Two months into the SEO sphere, and I’ve come to learn a lot about the value of links, best practices for outreach and search queries that make any previous Google search by me look like chopped liver. My latest SEO exploration is of Pinterest.com (Pin + Interest, get it?) and the potential value the site might have for SEO geeks like myself. I’ve been a fan of this “virtual social pinboard” since the summer, as it allowed me and millions of users to “pin” images off the web into different, organized “boards” that I can easily share with everyone. From there, users can re-pin images that they feel inspired by onto their own boards, causing a domino effect for millions of random graphics off of the internet.

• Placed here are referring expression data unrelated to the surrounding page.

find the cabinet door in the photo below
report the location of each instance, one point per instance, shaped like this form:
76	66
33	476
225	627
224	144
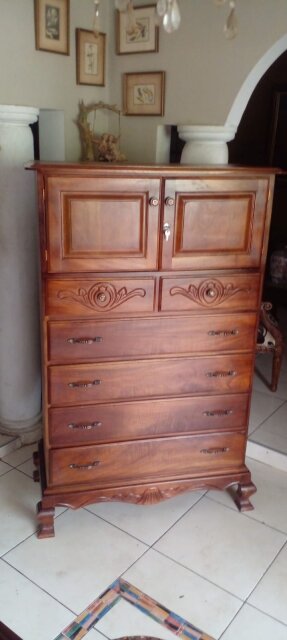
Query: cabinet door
102	224
214	223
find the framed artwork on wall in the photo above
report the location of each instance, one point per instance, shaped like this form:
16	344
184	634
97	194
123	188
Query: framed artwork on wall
90	57
278	139
143	93
140	37
52	19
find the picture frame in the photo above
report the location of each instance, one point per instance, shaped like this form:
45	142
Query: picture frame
278	134
146	37
52	25
143	93
90	57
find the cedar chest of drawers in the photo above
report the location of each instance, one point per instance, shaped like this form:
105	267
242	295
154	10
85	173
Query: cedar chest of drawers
151	287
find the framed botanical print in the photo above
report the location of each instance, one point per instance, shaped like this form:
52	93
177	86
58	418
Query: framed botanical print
90	57
52	25
143	93
142	35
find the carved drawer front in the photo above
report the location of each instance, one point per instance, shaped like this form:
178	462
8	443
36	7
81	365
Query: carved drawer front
95	340
102	224
83	384
147	460
210	293
113	422
99	296
215	223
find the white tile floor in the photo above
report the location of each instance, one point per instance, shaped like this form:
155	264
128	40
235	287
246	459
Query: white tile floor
223	571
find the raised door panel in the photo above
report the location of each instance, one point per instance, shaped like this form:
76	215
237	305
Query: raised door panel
102	224
215	223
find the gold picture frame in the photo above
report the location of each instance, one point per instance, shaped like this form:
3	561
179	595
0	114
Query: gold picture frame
143	93
52	25
90	57
145	38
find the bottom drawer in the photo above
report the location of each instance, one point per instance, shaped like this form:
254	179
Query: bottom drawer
147	460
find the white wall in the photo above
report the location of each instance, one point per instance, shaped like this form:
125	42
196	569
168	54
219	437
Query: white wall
204	71
41	79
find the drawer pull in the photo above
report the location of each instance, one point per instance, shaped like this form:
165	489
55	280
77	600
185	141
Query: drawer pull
87	427
84	340
89	465
224	334
84	385
153	202
169	202
219	413
221	374
214	451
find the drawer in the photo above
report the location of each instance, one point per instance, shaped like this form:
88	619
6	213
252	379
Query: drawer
210	293
113	422
91	297
147	460
91	383
74	341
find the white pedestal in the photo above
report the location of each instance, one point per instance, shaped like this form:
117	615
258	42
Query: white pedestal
20	386
205	144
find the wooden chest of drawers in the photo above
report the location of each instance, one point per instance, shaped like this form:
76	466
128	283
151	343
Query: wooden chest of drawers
151	284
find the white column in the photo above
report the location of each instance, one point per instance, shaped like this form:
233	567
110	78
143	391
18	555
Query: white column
20	386
205	144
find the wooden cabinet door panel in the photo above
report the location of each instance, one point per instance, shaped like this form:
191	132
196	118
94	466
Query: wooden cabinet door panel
147	460
115	422
215	223
80	341
104	224
89	383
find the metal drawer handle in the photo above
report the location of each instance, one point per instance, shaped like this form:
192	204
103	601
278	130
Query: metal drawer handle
90	465
215	451
219	413
153	202
166	231
84	385
87	427
221	374
224	334
84	340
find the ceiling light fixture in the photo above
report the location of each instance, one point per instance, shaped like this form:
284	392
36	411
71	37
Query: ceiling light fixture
168	13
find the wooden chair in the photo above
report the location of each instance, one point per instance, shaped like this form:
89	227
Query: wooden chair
270	340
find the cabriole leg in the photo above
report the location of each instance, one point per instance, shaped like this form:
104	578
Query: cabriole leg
242	495
45	518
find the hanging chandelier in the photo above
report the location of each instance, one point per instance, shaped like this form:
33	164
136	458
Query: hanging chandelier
168	14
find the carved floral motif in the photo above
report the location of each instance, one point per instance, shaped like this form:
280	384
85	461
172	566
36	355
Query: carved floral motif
209	292
101	296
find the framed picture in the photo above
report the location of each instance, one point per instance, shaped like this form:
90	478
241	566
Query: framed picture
143	93
90	55
143	38
52	19
278	138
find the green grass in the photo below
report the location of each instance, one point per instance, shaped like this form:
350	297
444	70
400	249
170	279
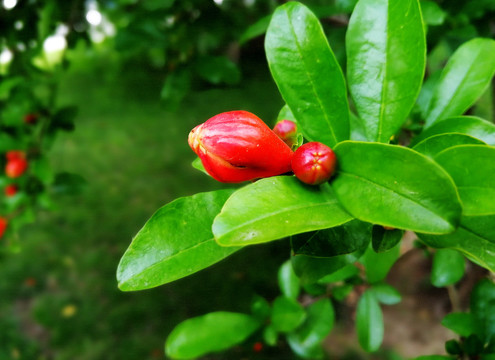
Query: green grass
59	296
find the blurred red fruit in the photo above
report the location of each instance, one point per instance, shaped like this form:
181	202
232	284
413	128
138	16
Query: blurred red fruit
314	163
238	146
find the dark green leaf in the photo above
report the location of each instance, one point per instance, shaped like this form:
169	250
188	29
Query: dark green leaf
396	187
288	281
307	74
385	239
274	208
175	242
339	240
448	267
462	324
209	333
287	314
437	143
386	294
306	340
469	125
369	322
465	77
386	56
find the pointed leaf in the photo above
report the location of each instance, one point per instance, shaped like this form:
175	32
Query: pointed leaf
274	208
175	242
469	125
369	322
386	56
464	79
308	74
209	333
396	187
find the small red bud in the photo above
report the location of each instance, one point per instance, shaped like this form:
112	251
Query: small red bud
3	226
238	146
314	163
287	131
10	190
16	167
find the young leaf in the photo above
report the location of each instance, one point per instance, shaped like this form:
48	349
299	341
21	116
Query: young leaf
465	77
469	125
175	242
448	267
437	143
274	208
339	240
306	340
209	333
308	74
288	280
369	322
386	57
395	186
287	314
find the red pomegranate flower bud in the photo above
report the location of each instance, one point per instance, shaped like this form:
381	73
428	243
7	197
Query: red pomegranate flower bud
10	190
287	131
314	163
3	225
237	146
16	167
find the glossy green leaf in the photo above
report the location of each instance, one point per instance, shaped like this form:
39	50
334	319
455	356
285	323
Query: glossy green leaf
386	294
175	242
287	314
396	187
437	143
463	324
386	57
212	332
288	281
274	208
378	265
465	77
306	340
308	74
385	239
468	125
369	322
339	240
448	267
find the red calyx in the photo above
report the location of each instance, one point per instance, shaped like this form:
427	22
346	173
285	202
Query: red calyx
314	163
10	190
238	146
287	131
3	225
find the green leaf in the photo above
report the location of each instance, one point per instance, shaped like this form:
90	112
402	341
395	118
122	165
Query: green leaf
378	265
386	57
396	187
469	125
369	322
288	281
287	314
448	267
437	143
308	74
462	324
212	332
386	294
339	240
306	340
175	242
464	79
385	239
274	208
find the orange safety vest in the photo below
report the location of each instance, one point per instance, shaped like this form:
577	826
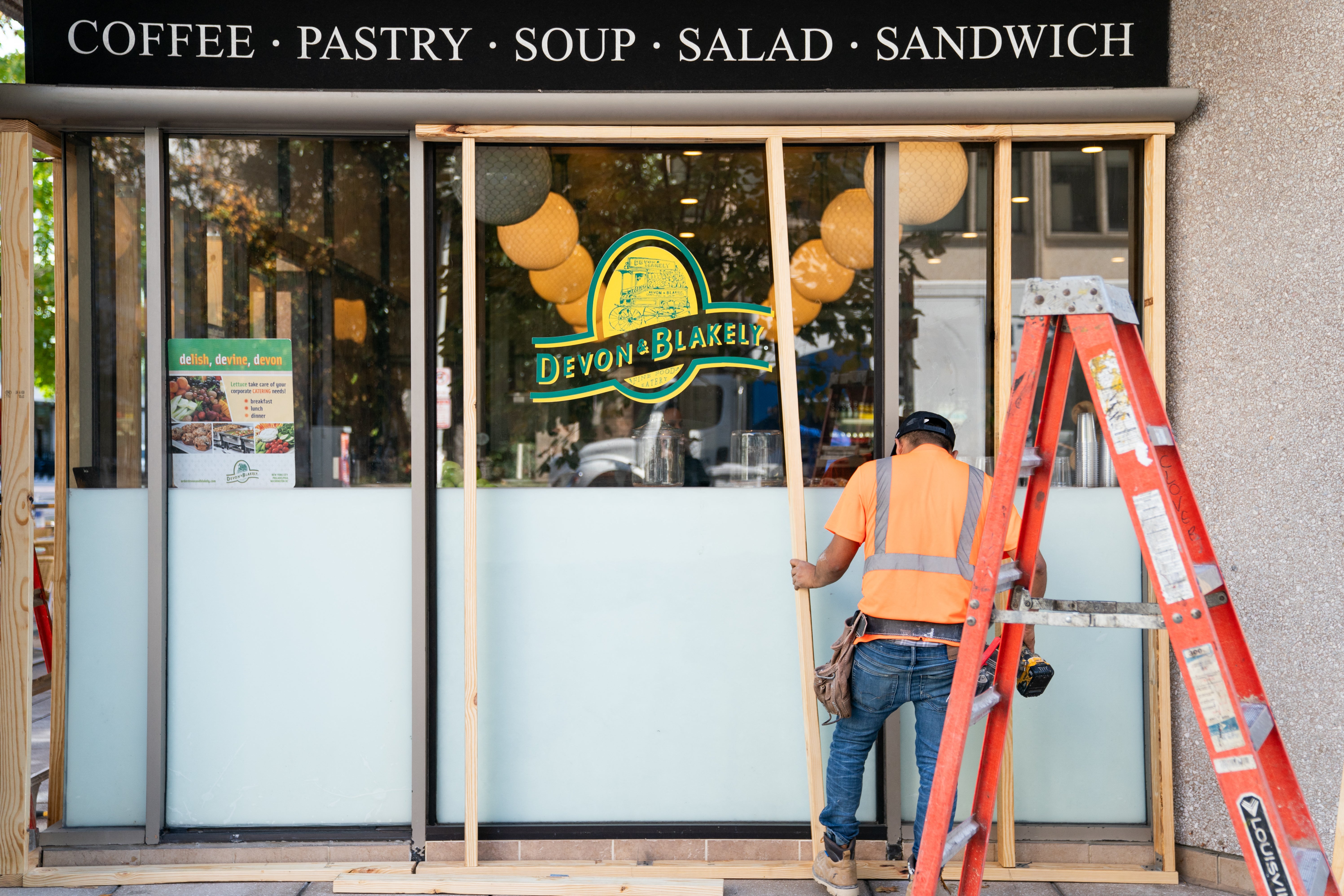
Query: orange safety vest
922	537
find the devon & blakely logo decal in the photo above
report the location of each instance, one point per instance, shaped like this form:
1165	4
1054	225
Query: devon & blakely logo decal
652	327
244	472
1264	845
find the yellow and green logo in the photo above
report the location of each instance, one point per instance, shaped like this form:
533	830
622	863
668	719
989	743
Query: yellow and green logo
652	327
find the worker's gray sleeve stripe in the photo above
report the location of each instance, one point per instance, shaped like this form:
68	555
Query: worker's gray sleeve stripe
913	563
884	508
970	519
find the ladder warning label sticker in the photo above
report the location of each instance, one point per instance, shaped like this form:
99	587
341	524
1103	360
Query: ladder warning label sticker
1264	845
1162	547
1234	764
1212	694
1115	402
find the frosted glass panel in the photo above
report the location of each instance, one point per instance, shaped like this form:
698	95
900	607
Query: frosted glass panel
449	806
105	711
290	670
1078	749
639	657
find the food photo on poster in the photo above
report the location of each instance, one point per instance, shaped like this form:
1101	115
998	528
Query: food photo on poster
233	413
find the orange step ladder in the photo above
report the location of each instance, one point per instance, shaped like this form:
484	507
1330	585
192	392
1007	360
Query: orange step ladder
1097	320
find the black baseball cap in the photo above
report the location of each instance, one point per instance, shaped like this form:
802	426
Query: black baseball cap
928	422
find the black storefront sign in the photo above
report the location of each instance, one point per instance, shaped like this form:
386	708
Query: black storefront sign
417	45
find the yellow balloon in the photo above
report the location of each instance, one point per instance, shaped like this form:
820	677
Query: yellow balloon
546	240
574	314
804	310
933	178
566	283
816	276
847	229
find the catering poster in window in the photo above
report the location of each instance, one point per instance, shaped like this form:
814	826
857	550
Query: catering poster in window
232	413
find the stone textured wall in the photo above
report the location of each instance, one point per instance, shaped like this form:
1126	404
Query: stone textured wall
1256	371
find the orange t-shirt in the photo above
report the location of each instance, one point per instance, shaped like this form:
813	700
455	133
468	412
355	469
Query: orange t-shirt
927	504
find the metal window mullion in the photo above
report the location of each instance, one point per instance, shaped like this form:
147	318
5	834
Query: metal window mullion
421	574
890	205
156	464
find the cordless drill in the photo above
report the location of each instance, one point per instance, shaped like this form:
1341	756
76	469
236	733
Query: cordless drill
1034	674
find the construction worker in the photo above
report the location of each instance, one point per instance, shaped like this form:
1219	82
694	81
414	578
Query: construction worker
918	515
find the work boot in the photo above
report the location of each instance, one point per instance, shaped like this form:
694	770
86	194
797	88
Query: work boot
835	868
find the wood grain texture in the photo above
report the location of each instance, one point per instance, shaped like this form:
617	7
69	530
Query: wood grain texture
42	140
471	421
793	473
242	872
1045	872
1155	259
57	578
679	871
1001	207
17	488
525	886
1154	300
793	134
1338	867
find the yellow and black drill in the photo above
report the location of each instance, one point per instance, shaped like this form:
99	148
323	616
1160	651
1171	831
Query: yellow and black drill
1034	674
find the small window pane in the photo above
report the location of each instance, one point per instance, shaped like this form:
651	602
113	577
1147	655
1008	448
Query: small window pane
1073	193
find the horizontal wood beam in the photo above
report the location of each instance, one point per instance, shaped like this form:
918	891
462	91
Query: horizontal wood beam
681	871
42	140
793	134
242	872
525	886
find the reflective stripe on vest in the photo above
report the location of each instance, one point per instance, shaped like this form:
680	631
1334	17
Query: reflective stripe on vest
959	565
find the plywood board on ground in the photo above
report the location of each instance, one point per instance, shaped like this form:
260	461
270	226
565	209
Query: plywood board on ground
242	872
525	885
1042	872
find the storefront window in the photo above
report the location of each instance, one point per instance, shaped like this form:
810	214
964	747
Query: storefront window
1076	213
288	366
831	197
947	327
548	220
107	507
300	241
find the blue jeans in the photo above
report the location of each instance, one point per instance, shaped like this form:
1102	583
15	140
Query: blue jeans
886	675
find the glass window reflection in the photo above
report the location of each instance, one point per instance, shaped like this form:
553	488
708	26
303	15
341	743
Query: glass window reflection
306	240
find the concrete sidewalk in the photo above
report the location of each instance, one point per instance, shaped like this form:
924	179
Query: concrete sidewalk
730	889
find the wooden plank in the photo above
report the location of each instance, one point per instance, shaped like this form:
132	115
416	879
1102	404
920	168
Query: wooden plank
471	421
57	574
1338	867
663	868
525	886
1002	283
17	487
1001	207
678	871
1155	260
1159	644
42	140
1041	872
795	134
241	872
793	473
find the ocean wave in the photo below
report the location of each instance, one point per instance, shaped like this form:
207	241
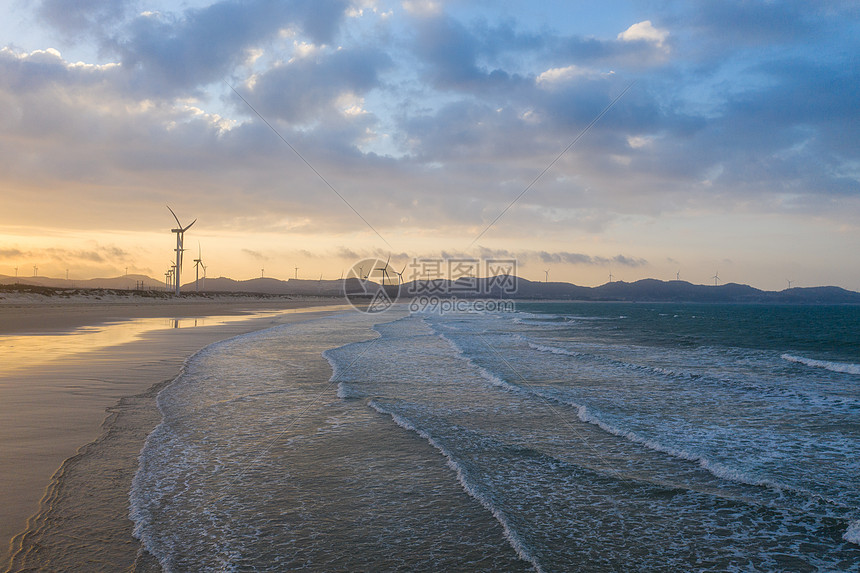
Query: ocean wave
718	470
852	535
513	538
483	372
841	367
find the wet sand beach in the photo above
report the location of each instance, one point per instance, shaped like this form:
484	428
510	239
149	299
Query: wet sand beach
66	366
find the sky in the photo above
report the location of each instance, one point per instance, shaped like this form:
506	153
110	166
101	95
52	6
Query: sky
652	139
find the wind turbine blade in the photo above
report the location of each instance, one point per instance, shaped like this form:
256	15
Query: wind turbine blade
178	224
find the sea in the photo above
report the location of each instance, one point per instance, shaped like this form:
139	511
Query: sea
551	436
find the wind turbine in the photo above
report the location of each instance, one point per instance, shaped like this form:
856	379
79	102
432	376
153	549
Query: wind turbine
180	237
198	262
384	270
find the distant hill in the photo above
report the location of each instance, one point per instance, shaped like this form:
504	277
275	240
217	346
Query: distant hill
646	290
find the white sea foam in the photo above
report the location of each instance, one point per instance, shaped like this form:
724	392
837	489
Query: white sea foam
483	372
842	367
715	469
513	538
852	535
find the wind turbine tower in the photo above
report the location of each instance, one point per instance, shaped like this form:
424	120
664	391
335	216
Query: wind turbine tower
400	274
198	262
180	237
384	270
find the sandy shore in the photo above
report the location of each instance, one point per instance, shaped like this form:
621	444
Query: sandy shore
64	364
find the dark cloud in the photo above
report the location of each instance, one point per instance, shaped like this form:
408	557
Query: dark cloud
300	90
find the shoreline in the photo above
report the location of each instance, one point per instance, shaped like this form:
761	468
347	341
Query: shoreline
70	396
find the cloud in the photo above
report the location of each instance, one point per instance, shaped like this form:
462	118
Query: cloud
423	8
13	253
644	32
257	255
308	87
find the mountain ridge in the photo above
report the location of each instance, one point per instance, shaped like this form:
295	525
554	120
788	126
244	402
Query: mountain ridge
644	290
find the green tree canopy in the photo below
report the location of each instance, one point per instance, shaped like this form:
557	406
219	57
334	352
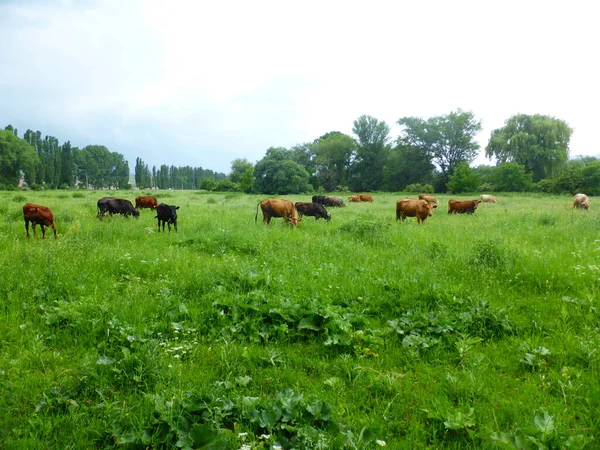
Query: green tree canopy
407	165
371	154
238	169
464	179
333	154
511	177
16	156
540	143
276	173
449	139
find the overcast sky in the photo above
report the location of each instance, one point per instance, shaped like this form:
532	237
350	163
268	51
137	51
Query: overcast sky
202	83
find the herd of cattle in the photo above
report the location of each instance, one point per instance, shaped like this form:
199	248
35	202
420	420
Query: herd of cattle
420	208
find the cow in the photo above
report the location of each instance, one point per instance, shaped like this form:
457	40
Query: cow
487	198
462	206
146	201
326	200
406	207
111	205
429	199
278	207
334	201
38	215
167	215
313	209
581	201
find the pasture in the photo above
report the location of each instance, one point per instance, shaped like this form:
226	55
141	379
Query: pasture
469	331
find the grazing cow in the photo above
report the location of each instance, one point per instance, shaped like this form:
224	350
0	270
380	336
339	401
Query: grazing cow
581	201
167	215
328	200
111	205
277	207
462	206
38	215
313	209
487	198
406	207
146	201
429	199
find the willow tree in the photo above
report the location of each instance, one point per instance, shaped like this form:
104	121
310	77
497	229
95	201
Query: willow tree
538	142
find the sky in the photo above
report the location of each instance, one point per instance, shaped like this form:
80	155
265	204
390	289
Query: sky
201	83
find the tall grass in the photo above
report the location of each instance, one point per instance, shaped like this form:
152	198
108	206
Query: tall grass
469	331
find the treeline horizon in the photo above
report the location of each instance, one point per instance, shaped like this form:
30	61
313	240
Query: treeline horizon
429	155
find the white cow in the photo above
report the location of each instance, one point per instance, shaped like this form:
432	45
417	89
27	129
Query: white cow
581	201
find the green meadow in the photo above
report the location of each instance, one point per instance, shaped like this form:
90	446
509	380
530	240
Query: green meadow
469	331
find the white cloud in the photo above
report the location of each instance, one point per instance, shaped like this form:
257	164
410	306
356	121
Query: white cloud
202	83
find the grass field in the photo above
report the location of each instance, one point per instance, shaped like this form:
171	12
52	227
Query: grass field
468	331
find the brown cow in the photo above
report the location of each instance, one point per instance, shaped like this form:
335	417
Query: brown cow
581	201
462	206
277	207
406	207
146	201
487	198
429	199
38	215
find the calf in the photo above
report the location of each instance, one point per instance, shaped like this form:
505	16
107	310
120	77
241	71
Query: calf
581	201
146	201
487	198
462	206
429	199
278	207
315	210
38	215
406	207
111	205
167	215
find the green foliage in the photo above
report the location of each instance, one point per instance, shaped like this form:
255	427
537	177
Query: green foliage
16	156
539	143
511	177
332	159
448	139
208	184
419	188
332	335
366	173
276	173
464	179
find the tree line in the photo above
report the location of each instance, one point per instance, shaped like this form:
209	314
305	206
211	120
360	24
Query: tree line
42	162
531	153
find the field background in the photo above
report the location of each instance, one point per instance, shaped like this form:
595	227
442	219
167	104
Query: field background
468	331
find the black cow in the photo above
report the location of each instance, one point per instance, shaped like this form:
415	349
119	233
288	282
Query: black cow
111	205
327	200
167	215
313	209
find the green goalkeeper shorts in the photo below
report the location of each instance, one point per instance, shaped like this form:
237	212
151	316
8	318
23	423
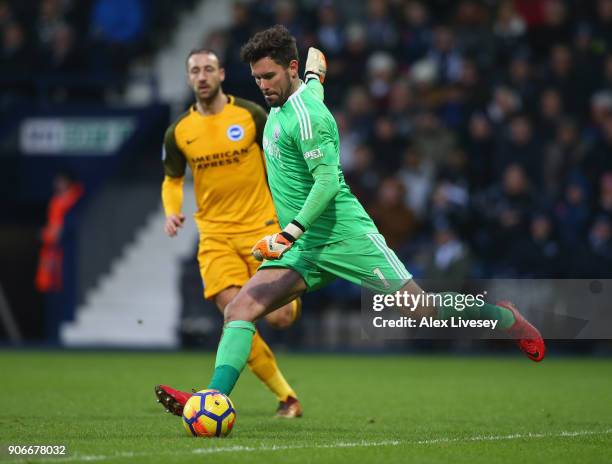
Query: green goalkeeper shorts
365	260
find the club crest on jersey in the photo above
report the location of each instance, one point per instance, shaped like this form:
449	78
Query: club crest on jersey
313	154
235	132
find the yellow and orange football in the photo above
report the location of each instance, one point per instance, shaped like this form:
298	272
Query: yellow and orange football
209	413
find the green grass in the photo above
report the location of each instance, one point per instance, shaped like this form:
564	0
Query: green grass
357	409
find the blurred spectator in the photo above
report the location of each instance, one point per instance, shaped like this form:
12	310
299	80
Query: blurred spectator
330	34
445	55
504	104
402	107
415	33
381	68
562	157
363	177
594	258
538	255
550	114
389	146
504	211
473	33
356	53
573	212
380	27
416	174
449	259
522	80
116	27
555	28
57	240
598	159
51	18
359	109
509	30
474	88
395	221
480	146
63	56
561	75
522	148
432	139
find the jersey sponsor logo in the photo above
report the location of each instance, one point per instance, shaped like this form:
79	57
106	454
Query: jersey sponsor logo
270	148
235	132
313	154
303	117
214	160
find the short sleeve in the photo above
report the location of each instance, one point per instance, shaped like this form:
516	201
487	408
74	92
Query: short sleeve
172	157
257	113
316	136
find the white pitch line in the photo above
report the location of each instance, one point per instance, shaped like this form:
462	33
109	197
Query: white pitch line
358	444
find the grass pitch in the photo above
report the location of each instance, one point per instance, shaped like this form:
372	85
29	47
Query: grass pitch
358	409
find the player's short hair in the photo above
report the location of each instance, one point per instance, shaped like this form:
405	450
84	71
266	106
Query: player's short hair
203	51
276	43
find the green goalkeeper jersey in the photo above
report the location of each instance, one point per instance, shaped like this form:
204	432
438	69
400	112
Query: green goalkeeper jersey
299	136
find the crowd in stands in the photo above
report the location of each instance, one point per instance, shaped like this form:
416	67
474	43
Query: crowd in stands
74	50
478	134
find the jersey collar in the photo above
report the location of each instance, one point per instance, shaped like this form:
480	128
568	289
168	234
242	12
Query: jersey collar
300	89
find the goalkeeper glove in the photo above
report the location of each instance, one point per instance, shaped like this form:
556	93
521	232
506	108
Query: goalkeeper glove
316	65
276	245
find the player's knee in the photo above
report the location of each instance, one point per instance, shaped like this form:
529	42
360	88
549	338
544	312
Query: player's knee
281	318
241	309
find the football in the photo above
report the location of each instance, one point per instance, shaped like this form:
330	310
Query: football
209	413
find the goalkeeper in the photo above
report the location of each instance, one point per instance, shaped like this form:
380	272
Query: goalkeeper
219	137
326	232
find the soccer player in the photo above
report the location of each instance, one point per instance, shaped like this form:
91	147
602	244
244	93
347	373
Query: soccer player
220	138
326	232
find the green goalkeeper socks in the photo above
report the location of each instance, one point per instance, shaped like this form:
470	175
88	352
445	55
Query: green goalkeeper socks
232	355
504	317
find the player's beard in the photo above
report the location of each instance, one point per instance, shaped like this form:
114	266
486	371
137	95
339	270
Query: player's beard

As an average consumer, I’ve been using Pinterest for my own personal blog by finding fashion/pop culture images, interesting infographics and random phrases of inspiration to post on a weekly basis. Recently though, I’m (with the much appreciated help from Wil Reynolds) starting to see a new side and use for this popular social media platform from both a client and an SEO side. No drumroll necessary, but read on to find out more!
The Art of Tagging
Pinning an image requires users to tag their image with an applicable description, allowing the site’s search box to easily categorize every upload. As you can see from the image below of Wil, links from the image source and the comment area are all followed links. Creating your own company account and pushing out infographics or images from a client’s site, as well as making relevant comments with a link back to a client’s site on other Pinterest user’s images, may be an idea worth delving into because of the potential link juice coming from that Pinterest page. With the correct descriptions and keywords, your images will get re-pined by a number of users and thus increase the reach of your original link.
Content, Content, Content
Pinterest is a hub of content, just waiting to be found and used for the right client. A simple search term in the top, left hand box will produce ideas and images that could all be easily created into content for a client’s guest post or giveaway. I searched the term “DIY” and got 182,079 pins of images and 109,575 boards that users have created dealing with do-it-yourself projects and crafts. For any client looking for a great blog post to create on their own site, inspiration from current Pins may just be what the SEO doctor ordered. Make sure to take a look at the images with the most comments and re-pins to create an accurate judgment on just how “hot” the image or idea may be for your own site. The highlighted chalkboard frame below had over 1,500 re-pins by users and 7 comments from users on that one image—imagine how many more comments from interested users you’ll find on the rest of the re-pined chalkboard frames!?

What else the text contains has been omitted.